A judge in Federal District Court in Fresno, California, today sided with America's ethanol industry in ruling that the State of California's Low Carbon Fuel Standard (LCFS) is unconstitutional. Judge Lawrence J. O'Neill agreed with the arguments that the LCFS is in violation of the Commerce Clause the U.S. Constitution.
In a joint statement, RFA President and CEO Bob Dinneen and Growth Energy CEO Tom Buis said: "The state of California overreached in creating its low carbon fuel standard by making it unconstitutionally punitive for farmers and ethanol producers outside of the state's border. With this ruling, it is our hope that the California regulators will come back to the table to work on a thoughtful, fair, and ultimately achievable strategy for improving our environment by incenting the growth and evolution of American renewable fuels."

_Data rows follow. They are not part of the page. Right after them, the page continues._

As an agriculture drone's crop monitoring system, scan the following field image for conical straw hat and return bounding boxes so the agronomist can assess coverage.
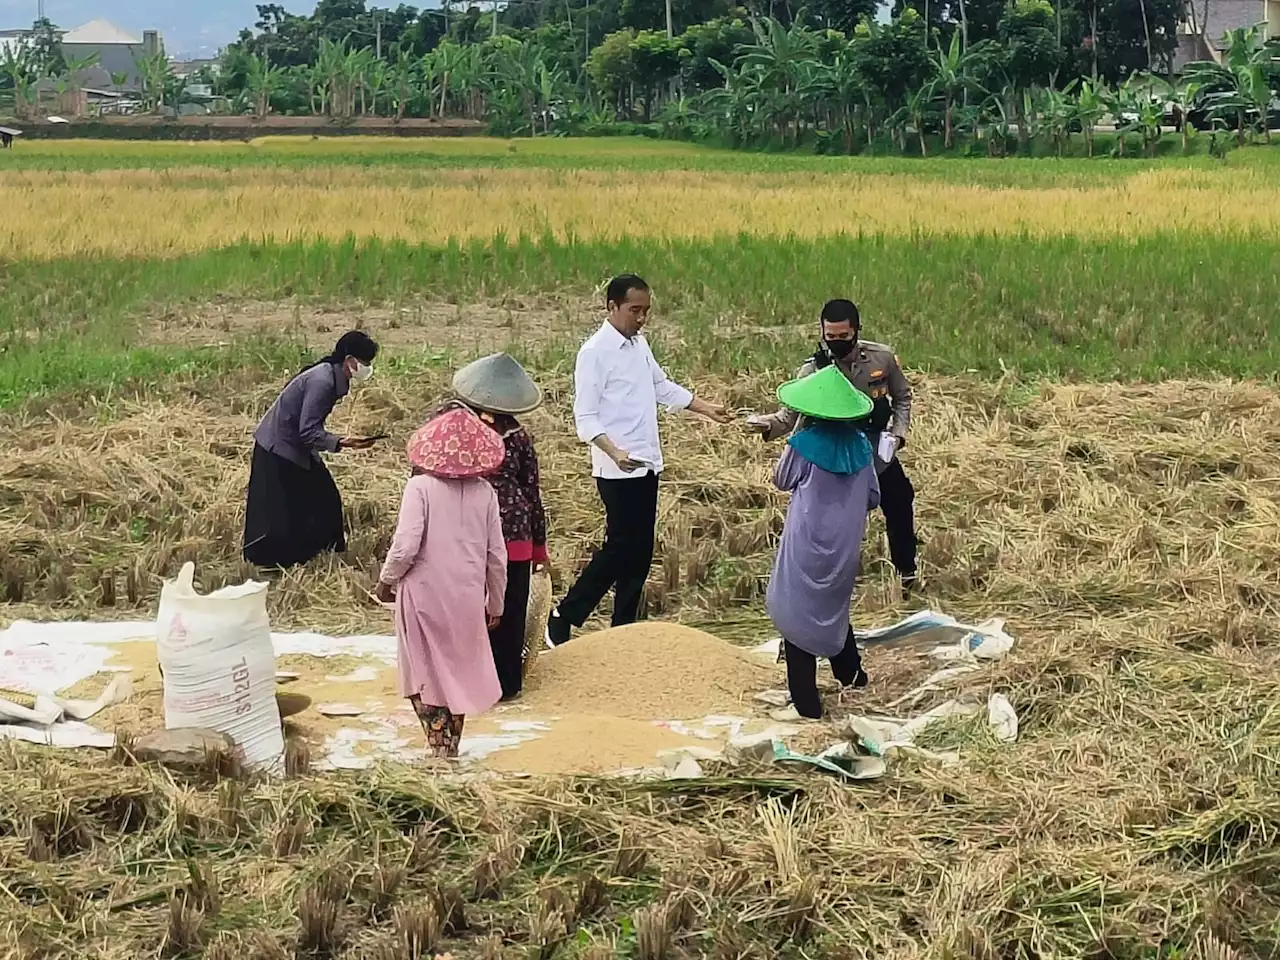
[406,407,505,478]
[776,364,874,421]
[452,352,543,415]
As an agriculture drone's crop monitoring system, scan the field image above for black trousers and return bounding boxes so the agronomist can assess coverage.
[556,473,659,629]
[489,559,531,701]
[878,459,918,579]
[784,626,865,720]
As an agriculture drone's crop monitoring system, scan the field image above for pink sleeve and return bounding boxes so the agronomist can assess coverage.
[379,478,427,584]
[484,487,508,619]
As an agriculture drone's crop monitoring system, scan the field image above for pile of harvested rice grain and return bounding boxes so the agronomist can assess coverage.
[481,715,704,776]
[519,622,775,721]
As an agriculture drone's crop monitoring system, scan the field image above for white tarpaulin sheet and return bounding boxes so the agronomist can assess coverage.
[0,618,398,696]
[751,609,1015,667]
[0,618,399,755]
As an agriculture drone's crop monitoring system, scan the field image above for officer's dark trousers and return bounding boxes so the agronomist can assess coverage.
[878,459,918,579]
[556,472,659,629]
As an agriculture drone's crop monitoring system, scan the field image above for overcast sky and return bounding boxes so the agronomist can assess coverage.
[0,0,262,56]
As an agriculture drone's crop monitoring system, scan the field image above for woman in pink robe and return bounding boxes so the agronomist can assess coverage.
[376,407,508,759]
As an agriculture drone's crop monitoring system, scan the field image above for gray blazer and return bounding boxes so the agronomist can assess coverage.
[253,362,349,469]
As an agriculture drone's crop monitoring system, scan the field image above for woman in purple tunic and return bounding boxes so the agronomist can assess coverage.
[765,365,880,721]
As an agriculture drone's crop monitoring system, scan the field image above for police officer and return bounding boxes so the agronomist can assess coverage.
[749,298,919,595]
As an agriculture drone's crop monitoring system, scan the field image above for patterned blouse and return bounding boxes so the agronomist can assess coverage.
[431,402,548,563]
[486,416,548,563]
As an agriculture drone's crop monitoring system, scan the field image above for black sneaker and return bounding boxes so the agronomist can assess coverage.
[545,608,571,647]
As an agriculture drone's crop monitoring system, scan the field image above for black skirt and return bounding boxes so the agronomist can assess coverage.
[242,443,346,568]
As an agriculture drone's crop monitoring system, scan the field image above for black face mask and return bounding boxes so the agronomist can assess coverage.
[824,338,855,360]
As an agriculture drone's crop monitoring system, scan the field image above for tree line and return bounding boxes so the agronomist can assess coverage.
[2,0,1279,155]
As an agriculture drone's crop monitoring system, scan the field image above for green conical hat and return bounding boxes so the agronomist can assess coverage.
[776,364,874,421]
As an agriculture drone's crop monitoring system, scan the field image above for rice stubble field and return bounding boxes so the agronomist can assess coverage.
[1,138,1279,959]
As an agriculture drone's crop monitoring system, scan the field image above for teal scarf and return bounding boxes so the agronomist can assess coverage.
[787,420,873,475]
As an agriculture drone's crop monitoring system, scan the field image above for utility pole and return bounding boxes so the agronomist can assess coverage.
[493,0,500,38]
[37,0,45,21]
[665,0,675,102]
[375,13,382,59]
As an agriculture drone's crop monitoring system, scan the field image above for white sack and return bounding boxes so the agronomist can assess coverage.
[156,562,283,772]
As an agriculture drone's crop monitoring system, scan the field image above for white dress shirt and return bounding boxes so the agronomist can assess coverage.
[573,321,693,479]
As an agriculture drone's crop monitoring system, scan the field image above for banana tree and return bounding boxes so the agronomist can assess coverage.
[57,51,100,117]
[735,16,818,145]
[389,48,416,121]
[431,40,465,117]
[978,92,1012,156]
[1183,24,1276,144]
[533,58,564,135]
[134,50,173,114]
[2,47,36,119]
[244,52,283,119]
[1152,75,1200,152]
[702,58,758,145]
[1074,78,1106,157]
[926,33,991,149]
[1101,80,1134,157]
[1037,80,1076,156]
[1222,24,1275,143]
[889,82,932,155]
[417,54,439,118]
[822,43,865,153]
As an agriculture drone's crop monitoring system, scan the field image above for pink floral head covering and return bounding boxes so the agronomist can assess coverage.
[406,407,505,478]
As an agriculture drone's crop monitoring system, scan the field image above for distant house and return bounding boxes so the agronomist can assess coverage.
[1175,0,1280,68]
[59,19,163,92]
[171,58,219,81]
[0,27,32,59]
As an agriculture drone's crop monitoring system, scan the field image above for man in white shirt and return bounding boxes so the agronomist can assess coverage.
[547,274,729,645]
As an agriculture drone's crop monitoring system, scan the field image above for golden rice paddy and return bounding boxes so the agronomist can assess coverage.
[2,162,1279,258]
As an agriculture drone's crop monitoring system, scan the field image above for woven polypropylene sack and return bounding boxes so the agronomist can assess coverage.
[522,568,553,679]
[156,562,284,772]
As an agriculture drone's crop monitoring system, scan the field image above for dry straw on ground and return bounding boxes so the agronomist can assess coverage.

The groups filed their suit on December 24, 2009 and asserted that the California LCFS violates the Commerce Clause by seeking to regulate farming and ethanol production practices in other states. The Commerce Clause specifically forbids state laws that discriminate against out-of-state goods and that regulate out-of-state conduct. With its original filing, the groups noted, "The LCFS imposes excessive burdens on the entire domestic ethanol industry while providing no benefit to Californians. In fact, in disadvantaging low-carbon, domestic ethanol, the LCFS denies the people of California a genuine opportunity to clean their air, create jobs, and strengthen their economic and national security. One state cannot dictate policy for all the others, yet that is precisely what California has aimed to do through a poorly conceived and, frankly, unconstitutional LCFS."
On this claim the Court found that the LCFS discriminates against out-of-state corn-derived ethanol and impermissibly regulates extraterritorial conduct. As a result, the Court issued an injunction. Judge O'Neill also ruled that CARB failed to establish that there are no alternative methods to advance its goals of reducing GHG emissions to combat global warming.
The ruling allows CARB to appeal Judge O'Neill's decision immediately to the U.S. Court of Appeals for the 9th Circuit. RFA and Growth Energy will defend the Judge's decision that the LCFS is unconstitutional in any appeal that may be filed by CARB.